Au cours de cette semaine j’ai pu tout d’abord appréhender davantage les ravages du réchauffement climatique sur ce pays. Le Maroc a vécu sept années consécutives de sécheresse avec des précipitations inférieures à  300 mm par an alors que les températures peuvent frôler les 50°C. Le monde rural reposant sur l’agriculture est particulièrement affecté par la raréfaction de l’eau et l’exode rural est de plus en plus massif. Cette population arrivant en ville vient grossir les rangs des chômeurs avec un taux qui atteint 13% de la population actif.

Dans ce contexte, le Gouvernement marocain fait feu de tout bois : investissements étrangers dans l’industrie, gros chantiers d’infrastructures en lien en particulier avec la CAN et la Coupe du monde de football, usines de dessalement, développement d’une agriculture dirigée vers l’exportation…

Nous avons rencontré plusieurs ministres : industrie et commerce, économie et finances, investissement et évaluation des politiques publiques. 
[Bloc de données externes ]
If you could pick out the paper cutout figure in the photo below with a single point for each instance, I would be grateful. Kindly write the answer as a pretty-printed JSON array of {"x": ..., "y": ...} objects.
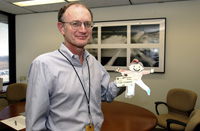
[{"x": 133, "y": 76}]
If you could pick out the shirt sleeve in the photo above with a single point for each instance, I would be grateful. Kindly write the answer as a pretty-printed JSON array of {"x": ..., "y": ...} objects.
[{"x": 37, "y": 99}]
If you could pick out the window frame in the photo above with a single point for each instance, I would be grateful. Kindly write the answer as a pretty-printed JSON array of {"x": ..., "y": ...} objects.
[{"x": 12, "y": 47}]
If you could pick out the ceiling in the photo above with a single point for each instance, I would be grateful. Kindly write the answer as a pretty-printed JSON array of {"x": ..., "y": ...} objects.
[{"x": 7, "y": 6}]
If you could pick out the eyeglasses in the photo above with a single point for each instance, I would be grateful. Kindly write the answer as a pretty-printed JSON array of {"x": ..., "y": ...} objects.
[{"x": 77, "y": 24}]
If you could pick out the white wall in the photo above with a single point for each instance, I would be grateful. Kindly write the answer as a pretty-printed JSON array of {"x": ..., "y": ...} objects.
[{"x": 38, "y": 33}]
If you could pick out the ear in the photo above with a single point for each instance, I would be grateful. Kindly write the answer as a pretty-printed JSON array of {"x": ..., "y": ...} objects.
[{"x": 61, "y": 28}]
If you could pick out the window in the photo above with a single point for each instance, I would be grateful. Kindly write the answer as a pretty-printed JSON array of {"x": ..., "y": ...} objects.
[{"x": 7, "y": 48}]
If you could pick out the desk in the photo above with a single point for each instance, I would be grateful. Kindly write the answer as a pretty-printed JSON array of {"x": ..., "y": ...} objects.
[
  {"x": 118, "y": 116},
  {"x": 11, "y": 111}
]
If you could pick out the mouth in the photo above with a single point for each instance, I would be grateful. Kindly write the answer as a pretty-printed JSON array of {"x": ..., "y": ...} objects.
[{"x": 81, "y": 37}]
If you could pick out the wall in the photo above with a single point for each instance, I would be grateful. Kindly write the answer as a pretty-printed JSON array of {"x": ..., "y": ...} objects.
[{"x": 38, "y": 33}]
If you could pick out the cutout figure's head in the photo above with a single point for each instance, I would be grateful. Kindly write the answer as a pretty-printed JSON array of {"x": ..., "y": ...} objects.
[{"x": 137, "y": 67}]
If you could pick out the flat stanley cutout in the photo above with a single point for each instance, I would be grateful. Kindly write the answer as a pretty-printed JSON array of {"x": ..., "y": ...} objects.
[{"x": 131, "y": 77}]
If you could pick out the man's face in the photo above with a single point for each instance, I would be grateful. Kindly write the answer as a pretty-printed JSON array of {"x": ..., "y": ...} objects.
[{"x": 76, "y": 37}]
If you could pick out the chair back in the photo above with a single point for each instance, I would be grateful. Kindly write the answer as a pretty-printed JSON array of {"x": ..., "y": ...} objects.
[
  {"x": 181, "y": 100},
  {"x": 16, "y": 92}
]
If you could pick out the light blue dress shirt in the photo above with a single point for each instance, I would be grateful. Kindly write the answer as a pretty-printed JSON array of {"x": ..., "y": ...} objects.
[{"x": 55, "y": 98}]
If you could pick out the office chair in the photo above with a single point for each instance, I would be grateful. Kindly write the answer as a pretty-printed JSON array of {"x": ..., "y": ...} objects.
[
  {"x": 15, "y": 93},
  {"x": 180, "y": 104}
]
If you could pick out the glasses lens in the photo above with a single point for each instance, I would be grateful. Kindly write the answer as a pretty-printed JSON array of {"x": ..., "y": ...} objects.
[
  {"x": 88, "y": 24},
  {"x": 76, "y": 24}
]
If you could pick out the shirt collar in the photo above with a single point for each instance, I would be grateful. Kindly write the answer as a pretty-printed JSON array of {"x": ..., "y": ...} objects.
[{"x": 72, "y": 57}]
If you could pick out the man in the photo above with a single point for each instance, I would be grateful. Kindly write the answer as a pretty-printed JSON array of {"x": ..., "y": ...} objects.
[{"x": 66, "y": 87}]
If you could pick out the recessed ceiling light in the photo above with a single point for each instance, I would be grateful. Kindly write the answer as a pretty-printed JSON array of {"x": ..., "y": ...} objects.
[{"x": 37, "y": 2}]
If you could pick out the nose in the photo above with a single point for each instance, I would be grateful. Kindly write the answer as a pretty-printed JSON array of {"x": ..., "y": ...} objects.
[{"x": 82, "y": 28}]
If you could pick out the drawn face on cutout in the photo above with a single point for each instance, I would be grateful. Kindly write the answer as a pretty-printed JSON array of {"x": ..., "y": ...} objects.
[{"x": 136, "y": 67}]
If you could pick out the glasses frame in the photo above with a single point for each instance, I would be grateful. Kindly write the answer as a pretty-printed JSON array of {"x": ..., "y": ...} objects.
[{"x": 76, "y": 28}]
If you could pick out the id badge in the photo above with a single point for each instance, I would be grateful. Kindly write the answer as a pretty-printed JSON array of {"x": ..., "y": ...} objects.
[{"x": 90, "y": 127}]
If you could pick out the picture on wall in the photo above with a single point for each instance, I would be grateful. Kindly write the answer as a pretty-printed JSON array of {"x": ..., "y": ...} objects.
[{"x": 116, "y": 43}]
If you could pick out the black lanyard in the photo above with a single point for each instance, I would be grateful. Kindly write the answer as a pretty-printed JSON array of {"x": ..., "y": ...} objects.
[{"x": 87, "y": 98}]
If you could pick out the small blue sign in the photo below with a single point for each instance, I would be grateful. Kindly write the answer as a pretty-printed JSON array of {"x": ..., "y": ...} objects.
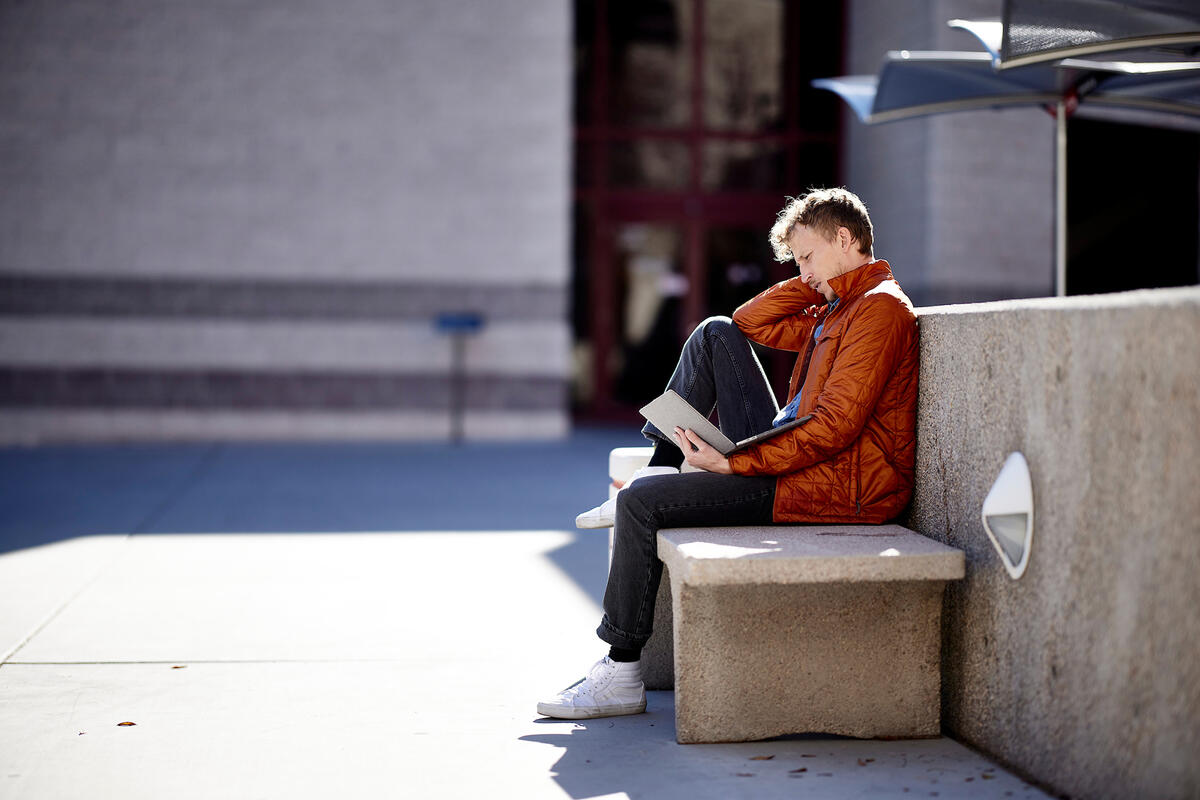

Le Gouvernement a pour objectif de créer des emplois pour les 650 000 jeunes qui arrivent chaque année sur le marché du travail. Le Maroc a effectué sa transition démographique avec un taux de fécondité qui est aujourd’hui de 2,2 mais durant la décennie à venir la situation restera tendue.

Les différents ministres nous ont assuré de leur volonté de préserver des équilibres territoriaux dans le pays car la tendance depuis plusieurs décennies est un développement important sur le littoral de Tanger à Casablanca, et une désertification en terme de population de l’intérieur des terres.  Pour cela, on constate une recherche tous azimuts d’investisseurs étrangers en particulier avec la France et l’UE, mais sans état d’âme avec la Chine si elle se montre plus offrante.

Nous avons visité dans les jours qui ont suivi plusieurs entreprises / structures implantées au Maroc, dans divers domaines :

Nous avons rencontré le MASEN (Moroccan Agency for Sustainable Energy) qui est chargé de piloter les EnR au Maroc. Le potentiel est énorme tant dans le solaire que dans l’éolien. L’objectif est de produire 52 % de l’énergie par les EnR d’ici 2030. Il s’appuie sur la volonté du Gouvernement de construire des filières intégrées pour que l’économie marocaine capte un maximum d’argent sur la chaîne de valeur. Une grande partie du développement des EnR se fait dans la région Sud. Il y a une volonté de développer la production d’hydrogène à destination de l’Europe, mais de nombreuses incertitudes obscurcissent cette filière, les autorités attendent un cap clair donné par l’UE, sachant que l’hydrogène vert coûte beaucoup plus cher que l’hydrogène gris.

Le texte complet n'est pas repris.